Если бы это было возможно, Джеймс опустил бы глаза еще сильнее. А так он лишь покраснел.
– Нет. Он относится к этому иначе, он предпочитает знать, – сказал он, будто оправдываясь. – Мы договорились, что я буду рассказывать. Я должен был, но… я не смог. Я… не знаю, как ему рассказать об этом.
– А про то, что было сегодня? – с каким-то странным спокойствием спросил Майкл. – Тоже расскажешь? В подробностях?
– Я ничего не рассказываю в подробностях! – гневно воскликнул Джеймс. – Я просто говорю, что был с тобой, и он понимает.
– Так ты расскажешь?
– Я должен, – мучительно сказал Джеймс и сел. Провел руками по спутанным волосам. – Я должен ему рассказать, я обещал, что ничего не буду скрывать от него!.. Он заслуживает знать правду, знать, что происходит!
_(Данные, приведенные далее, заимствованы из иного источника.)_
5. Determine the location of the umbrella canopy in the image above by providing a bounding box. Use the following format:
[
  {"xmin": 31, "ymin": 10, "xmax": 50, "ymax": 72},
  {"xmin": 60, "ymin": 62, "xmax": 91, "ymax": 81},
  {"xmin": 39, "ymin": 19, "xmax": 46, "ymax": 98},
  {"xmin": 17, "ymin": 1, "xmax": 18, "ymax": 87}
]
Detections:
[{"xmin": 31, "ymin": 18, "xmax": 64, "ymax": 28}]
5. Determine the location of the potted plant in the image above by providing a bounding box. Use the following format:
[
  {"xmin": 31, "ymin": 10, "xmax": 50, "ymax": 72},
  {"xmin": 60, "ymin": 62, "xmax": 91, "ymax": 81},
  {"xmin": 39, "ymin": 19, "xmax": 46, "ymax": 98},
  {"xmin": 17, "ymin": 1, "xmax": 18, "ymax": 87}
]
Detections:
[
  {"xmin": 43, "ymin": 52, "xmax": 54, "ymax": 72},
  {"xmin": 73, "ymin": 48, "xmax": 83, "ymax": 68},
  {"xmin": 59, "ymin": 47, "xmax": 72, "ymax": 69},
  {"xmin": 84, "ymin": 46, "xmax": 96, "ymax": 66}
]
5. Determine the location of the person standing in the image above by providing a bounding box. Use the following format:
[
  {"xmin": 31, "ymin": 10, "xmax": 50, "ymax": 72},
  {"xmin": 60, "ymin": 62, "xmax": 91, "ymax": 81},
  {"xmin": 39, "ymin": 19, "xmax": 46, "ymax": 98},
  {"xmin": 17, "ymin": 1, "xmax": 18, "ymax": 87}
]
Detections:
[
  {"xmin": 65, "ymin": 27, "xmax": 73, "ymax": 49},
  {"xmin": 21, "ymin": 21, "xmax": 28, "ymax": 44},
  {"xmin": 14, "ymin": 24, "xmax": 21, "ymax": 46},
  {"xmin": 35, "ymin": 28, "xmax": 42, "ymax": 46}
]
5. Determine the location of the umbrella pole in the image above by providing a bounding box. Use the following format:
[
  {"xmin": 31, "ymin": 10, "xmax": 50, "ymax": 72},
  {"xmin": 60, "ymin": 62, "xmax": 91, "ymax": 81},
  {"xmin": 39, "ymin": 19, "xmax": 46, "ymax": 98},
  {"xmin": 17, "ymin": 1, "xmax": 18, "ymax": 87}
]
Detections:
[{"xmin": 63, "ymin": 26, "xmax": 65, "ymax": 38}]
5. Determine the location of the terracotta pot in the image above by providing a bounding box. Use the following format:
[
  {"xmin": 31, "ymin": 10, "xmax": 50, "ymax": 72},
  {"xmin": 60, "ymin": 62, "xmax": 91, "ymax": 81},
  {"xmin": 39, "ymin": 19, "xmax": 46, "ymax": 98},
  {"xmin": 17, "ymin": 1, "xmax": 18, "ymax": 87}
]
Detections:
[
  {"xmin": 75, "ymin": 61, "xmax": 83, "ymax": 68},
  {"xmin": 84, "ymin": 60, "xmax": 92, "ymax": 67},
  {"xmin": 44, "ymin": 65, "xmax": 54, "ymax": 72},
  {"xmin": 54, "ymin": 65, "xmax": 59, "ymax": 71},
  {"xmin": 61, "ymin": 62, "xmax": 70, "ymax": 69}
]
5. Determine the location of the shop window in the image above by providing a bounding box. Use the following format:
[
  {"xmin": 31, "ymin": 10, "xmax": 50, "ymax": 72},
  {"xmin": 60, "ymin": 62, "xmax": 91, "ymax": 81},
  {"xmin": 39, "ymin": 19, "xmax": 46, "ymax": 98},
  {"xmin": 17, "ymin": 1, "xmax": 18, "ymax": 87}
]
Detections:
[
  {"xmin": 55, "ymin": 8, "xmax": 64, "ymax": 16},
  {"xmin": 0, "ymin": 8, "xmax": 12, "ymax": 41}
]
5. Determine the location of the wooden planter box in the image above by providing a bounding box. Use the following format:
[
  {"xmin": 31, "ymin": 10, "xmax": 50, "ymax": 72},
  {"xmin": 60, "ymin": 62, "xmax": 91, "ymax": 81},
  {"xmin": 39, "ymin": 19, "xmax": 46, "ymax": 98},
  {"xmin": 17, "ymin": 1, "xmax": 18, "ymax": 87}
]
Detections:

– Что мы снова любовники?..
– Да!..
Он закрыл руками лицо, потер его, глубоко вздохнул.
– Я не жалею ни об одном дне, что провел с тобой, – сказал Джеймс. – Но я не знаю, как ему об этом сказать.
– Ну, – задумчиво сказал Майкл, гладя его по согнутой спине, – теперь ты наконец понимаешь.
Джеймс повернул голову, вопросительно посмотрел на него сквозь отросшие волосы, упавшие на лицо. Майкл пальцем отвел челку с его глаз.
– Теперь ты понимаешь, – повторил Майкл, – каково это – когда ты знаешь, что должен сказать – но не можешь. Потому что тебе стыдно. Теперь ты знаешь, что чувствовал я, когда не сказал тебе про машину.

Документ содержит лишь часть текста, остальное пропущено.